The painter Claude Lantier: Nowadays we want something different Istaknut

Book cover design for His Masterpiece Book cover design for His Masterpiece

With the end of his brush he pointed to a study of the nude, suspended from the wall near the door. It was really magnificent, full of masterly breadth of colouring. By its side were some other admirable bits, a girl’s feet exquisite in their delicate truthfulness, and a woman’s trunk with quivering satin-like skin. In his rare moments of content he felt proud of those few studies, the only ones which satisfied him, which, as it were, foretold a great painter, admirably gifted, but hampered by sudden and inexplicable fits of impotency.

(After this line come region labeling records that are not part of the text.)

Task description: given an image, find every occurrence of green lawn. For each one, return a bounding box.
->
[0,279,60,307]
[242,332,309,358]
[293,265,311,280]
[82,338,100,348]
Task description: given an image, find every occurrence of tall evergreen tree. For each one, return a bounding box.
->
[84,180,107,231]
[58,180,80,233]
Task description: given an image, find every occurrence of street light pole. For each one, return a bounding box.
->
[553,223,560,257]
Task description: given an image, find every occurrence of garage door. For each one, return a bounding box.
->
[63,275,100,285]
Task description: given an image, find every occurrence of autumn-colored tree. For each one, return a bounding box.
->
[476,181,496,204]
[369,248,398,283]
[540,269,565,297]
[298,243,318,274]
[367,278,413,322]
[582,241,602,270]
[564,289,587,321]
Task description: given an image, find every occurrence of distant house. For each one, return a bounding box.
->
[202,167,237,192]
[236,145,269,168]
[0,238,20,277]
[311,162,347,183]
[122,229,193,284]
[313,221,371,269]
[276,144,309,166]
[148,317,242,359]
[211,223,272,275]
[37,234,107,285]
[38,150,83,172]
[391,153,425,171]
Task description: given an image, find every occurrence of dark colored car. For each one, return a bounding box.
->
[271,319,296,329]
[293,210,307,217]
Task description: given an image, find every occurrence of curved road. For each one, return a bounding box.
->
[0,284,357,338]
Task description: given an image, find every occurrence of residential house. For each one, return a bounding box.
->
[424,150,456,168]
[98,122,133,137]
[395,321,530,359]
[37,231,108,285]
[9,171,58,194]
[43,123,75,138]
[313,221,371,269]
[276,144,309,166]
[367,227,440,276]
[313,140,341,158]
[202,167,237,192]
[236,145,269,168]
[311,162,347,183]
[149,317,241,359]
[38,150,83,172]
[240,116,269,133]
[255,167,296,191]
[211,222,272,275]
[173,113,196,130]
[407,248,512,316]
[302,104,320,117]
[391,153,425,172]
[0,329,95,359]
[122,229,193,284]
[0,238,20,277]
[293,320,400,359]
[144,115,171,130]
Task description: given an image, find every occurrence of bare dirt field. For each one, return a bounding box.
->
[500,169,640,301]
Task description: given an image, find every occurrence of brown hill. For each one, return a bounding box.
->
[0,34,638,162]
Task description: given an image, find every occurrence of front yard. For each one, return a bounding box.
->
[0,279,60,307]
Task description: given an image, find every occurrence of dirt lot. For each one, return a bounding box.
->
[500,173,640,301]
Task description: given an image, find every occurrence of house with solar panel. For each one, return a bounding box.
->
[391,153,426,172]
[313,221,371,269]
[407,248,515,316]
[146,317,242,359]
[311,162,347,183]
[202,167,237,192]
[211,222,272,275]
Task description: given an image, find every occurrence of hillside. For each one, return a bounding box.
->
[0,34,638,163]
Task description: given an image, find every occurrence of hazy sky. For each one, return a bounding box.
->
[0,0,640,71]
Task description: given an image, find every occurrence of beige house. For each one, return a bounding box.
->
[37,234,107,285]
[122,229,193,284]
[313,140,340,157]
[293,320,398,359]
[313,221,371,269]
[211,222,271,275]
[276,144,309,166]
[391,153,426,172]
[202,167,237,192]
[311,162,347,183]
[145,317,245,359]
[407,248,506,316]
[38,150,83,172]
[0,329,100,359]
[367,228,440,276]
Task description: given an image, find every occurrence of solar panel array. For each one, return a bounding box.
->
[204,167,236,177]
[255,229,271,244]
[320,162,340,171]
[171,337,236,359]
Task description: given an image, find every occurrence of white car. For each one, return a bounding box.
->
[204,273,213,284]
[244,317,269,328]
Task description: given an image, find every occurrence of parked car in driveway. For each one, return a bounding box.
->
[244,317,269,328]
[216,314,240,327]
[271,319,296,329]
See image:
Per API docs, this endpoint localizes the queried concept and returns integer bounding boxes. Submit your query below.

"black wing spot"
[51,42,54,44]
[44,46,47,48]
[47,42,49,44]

Dealing sabre-like strokes at the velveteen jacket, he continued lashing himself into excitement with his uncompromising theories which respected nobody:

‘They are all so many daubers of penny prints, who have stolen their reputations; a set of idiots or knaves on their knees before public imbecility! Not one among them dares to give the philistines a slap in the face. And, while we are about it, you know that old Ingres turns me sick with his glairy painting. Nevertheless, he’s a brick, and a plucky fellow, and I take off my hat to him, for he did not care a curse for anybody, and he used to draw like the very devil. He ended by making the idiots, who nowadays believe they understand him, swallow that drawing of his. After him there are only two worth speaking of, Delacroix and Courbet. The others are only numskulls. Oh, that old romantic lion, the carriage of him! He was a decorator who knew how to make the colours blaze. And what a grasp he had! He would have covered every wall in Paris if they had let him; his palette boiled, and boiled over. I know very well that it was only so much phantasmagoria. Never mind, I like it for all that, as it was needed to set the School on fire. Then came the other, a stout workman—that one, the truest painter of the century, and altogether classical besides, a fact which not one of the dullards understood. They yelled, of course; they shouted about profanation and realism, when, after all, the realism was only in the subject. The perception remained that of the old masters, and the execution resumed and continued the best bits of work one can find in our public galleries. Both Delacroix and Courbet came at the proper time. Each made a stride forward. And now—ah, now!’

He ceased speaking and drew back a few steps to judge of the effect of his picture, becoming absorbed in contemplation for a moment, and then resuming:

‘Yes, nowadays we want something different—what, I don’t exactly know. If I did, and could do it, I should be clever indeed. No one else would be in the race with me. All I do know and feel is that Delacroix’s grand romantic scenes are foundering and splitting, that Courbet’s black painting already reeks of the mustiness of a studio which the sun never penetrates. You understand me, don’t you? We, perhaps, want the sun, the open air, a clear, youthful style of painting, men and things such as they appear in the real light. In short, I myself am unable to say what our painting should be; the painting that our eyes of to-day should execute and behold.’

His voice again fell; he stammered and found himself unable to explain the formulas of the future that were rising within him. Deep silence came while he continued working at the velveteen jacket, quivering all the time.